The Washington-based group’s seasonally adjusted index on mortgage applications increased 23.5 percent to 362.7 in the week ended Jan. 4. It was the largest weekly increase since October 2015 and the index’s highest level since July.
“Mortgage rates fell across the board last week and applications rebounded sharply, after what was a slower than usual holiday period,” Joel Kan, MBA’s associate vice president of economic and industry forecasting, said in a statement.
The increase was led by the largest surge in mortgage refinancing applications in four years and comes as the interest rate on 30-year fixed rate mortgages fell to 4.74 percent last week from 4.84 percent the week before.

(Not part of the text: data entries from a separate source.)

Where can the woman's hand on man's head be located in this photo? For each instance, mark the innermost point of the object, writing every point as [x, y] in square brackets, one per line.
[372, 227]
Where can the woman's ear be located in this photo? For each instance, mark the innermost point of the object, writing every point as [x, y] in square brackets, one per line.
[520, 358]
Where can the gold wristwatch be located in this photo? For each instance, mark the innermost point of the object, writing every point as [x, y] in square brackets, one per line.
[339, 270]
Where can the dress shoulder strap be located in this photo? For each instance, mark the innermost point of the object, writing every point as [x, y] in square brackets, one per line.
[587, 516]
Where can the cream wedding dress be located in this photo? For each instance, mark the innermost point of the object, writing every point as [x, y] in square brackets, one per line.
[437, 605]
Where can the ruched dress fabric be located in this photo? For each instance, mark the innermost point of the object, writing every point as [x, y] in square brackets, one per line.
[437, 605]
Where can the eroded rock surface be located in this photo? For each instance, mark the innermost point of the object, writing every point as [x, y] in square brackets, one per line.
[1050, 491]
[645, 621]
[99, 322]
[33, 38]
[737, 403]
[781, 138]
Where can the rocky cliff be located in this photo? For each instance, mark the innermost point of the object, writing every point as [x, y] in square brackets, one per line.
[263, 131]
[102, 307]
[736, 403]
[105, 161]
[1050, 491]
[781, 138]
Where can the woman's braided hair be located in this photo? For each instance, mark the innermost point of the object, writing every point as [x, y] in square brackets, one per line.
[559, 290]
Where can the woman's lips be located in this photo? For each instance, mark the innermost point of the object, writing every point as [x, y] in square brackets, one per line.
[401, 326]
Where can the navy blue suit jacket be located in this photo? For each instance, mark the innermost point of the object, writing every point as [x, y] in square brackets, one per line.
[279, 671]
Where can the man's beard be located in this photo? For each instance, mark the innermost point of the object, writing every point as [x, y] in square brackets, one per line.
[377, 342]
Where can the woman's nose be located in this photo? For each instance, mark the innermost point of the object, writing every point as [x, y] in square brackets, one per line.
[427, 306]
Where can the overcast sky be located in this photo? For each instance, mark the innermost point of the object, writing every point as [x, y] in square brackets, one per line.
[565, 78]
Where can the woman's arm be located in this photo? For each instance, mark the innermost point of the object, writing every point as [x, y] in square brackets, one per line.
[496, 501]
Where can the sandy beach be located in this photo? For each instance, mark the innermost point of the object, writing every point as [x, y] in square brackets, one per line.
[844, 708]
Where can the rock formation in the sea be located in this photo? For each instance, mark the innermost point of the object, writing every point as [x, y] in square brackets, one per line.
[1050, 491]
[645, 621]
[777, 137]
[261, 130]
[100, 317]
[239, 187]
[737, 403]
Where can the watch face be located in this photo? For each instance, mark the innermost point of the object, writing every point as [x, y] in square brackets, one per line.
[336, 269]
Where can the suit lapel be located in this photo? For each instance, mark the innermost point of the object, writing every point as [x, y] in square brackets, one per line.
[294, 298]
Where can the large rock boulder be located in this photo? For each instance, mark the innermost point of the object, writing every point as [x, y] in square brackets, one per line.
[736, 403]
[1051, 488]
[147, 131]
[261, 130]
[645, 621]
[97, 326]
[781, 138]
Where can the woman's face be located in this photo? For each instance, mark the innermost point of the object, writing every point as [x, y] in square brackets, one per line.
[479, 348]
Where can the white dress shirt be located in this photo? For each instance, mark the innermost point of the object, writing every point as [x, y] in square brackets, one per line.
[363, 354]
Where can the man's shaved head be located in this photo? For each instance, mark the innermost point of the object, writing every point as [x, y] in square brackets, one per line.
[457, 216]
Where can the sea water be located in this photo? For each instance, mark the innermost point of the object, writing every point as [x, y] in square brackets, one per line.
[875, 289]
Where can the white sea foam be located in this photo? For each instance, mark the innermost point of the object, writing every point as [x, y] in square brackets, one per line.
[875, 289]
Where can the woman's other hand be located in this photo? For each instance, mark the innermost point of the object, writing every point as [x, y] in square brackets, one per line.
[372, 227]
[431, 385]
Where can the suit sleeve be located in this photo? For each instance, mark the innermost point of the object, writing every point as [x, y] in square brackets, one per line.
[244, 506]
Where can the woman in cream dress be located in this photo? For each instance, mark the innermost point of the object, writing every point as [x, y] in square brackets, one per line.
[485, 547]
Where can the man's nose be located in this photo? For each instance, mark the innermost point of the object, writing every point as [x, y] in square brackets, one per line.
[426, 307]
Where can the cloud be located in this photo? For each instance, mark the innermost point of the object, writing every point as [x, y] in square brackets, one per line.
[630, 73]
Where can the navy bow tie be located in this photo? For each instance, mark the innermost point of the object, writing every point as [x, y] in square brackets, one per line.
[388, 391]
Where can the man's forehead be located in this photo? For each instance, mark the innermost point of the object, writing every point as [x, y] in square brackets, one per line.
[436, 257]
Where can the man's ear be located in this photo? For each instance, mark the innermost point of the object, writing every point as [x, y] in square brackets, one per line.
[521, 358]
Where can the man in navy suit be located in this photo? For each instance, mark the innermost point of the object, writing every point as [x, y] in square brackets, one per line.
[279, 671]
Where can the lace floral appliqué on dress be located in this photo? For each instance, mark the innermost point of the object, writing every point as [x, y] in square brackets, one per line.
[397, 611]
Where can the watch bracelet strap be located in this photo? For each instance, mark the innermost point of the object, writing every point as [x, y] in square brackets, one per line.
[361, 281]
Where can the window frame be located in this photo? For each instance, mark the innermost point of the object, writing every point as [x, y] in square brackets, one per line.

That is the lowest that key borrowing rate has been since late April.
The share of refinancing of total applications grew to 45.8 percent, its largest since February 2018, compared with 42.7 percent the week before.

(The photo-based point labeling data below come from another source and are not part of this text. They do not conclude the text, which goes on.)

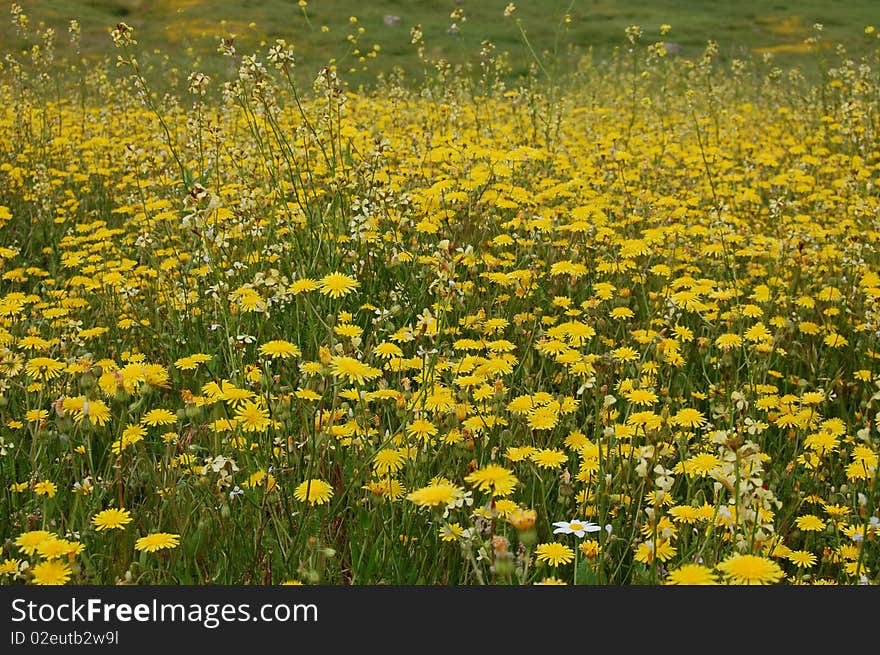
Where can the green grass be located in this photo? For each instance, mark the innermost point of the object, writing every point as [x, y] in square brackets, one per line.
[191, 29]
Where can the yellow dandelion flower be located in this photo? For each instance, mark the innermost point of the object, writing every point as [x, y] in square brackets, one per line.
[314, 491]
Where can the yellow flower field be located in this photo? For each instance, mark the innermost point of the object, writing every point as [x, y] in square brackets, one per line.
[259, 333]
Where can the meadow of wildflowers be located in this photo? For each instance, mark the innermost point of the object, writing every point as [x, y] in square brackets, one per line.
[613, 326]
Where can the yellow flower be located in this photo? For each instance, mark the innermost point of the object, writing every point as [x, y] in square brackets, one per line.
[692, 574]
[352, 369]
[46, 488]
[252, 417]
[279, 349]
[314, 491]
[159, 417]
[433, 495]
[554, 553]
[28, 542]
[493, 478]
[111, 519]
[750, 569]
[51, 572]
[157, 541]
[337, 285]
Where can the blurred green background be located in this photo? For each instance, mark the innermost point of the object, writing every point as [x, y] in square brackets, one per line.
[184, 30]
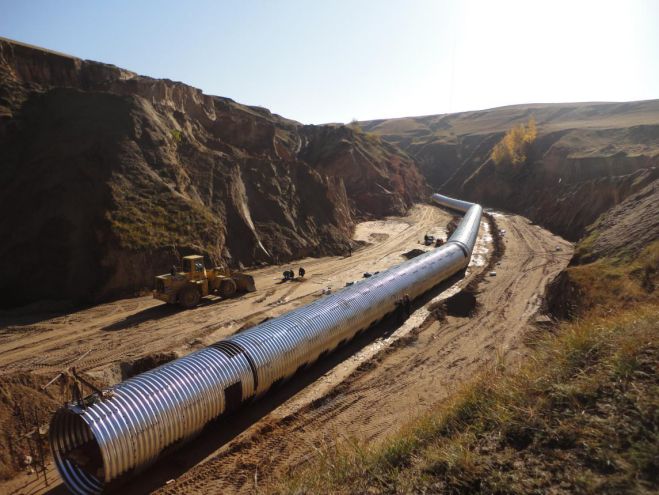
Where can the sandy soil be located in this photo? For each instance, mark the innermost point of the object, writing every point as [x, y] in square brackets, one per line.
[367, 389]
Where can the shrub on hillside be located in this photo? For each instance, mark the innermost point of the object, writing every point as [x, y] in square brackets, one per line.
[511, 150]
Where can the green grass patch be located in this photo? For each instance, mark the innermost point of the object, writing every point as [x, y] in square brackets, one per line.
[581, 414]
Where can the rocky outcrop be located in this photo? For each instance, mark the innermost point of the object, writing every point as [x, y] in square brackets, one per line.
[587, 158]
[108, 177]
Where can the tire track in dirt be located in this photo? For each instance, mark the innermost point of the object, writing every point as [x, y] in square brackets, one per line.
[372, 402]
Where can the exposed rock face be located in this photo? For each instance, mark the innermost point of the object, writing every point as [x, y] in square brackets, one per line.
[108, 177]
[625, 230]
[588, 157]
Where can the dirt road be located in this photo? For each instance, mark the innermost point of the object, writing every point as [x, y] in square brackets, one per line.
[368, 389]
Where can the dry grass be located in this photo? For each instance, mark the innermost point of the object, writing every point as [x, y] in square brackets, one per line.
[582, 414]
[610, 285]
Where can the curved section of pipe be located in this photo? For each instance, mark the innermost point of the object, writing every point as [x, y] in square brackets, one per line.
[113, 438]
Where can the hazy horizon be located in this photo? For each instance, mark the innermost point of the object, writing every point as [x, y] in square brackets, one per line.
[322, 63]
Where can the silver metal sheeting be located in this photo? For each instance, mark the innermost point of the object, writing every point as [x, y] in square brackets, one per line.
[99, 447]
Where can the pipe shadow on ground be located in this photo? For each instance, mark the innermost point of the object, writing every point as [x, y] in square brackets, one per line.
[220, 433]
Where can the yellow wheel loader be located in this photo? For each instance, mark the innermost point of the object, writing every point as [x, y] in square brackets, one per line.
[187, 284]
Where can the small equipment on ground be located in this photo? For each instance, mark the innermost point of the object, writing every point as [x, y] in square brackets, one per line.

Applications for mortgages to purchase a home jumped 16.53 percent from a week earlier.
“Purchase applications had their strongest week in a month, finishing over 4 percent higher than a year ago, as both conventional and government purchase activity bounced back with solid gains after a sluggish holiday season,” Kan said.
Thirty-year mortgage rates on loan balances of $484,350 or less topped out at 5.17 percent in November as the U.S. Federal Reserve signaled its intent to press ahead with its three-year-old campaign of interest rate increases.
But Fed officials recently signaled they would likely slow their pace of rate hikes after signs of tightening financial conditions including the biggest December swoon for U.S. stocks since the Great Depression.
U.S. Treasury bond yields have fallen since then, and mortgage rates, most sensitive to the 10-year U.S. Treasury yield, have followed suit. The 10-year yield was last trading just below 2.75 percent, roughly half a percentage point below its early-November high.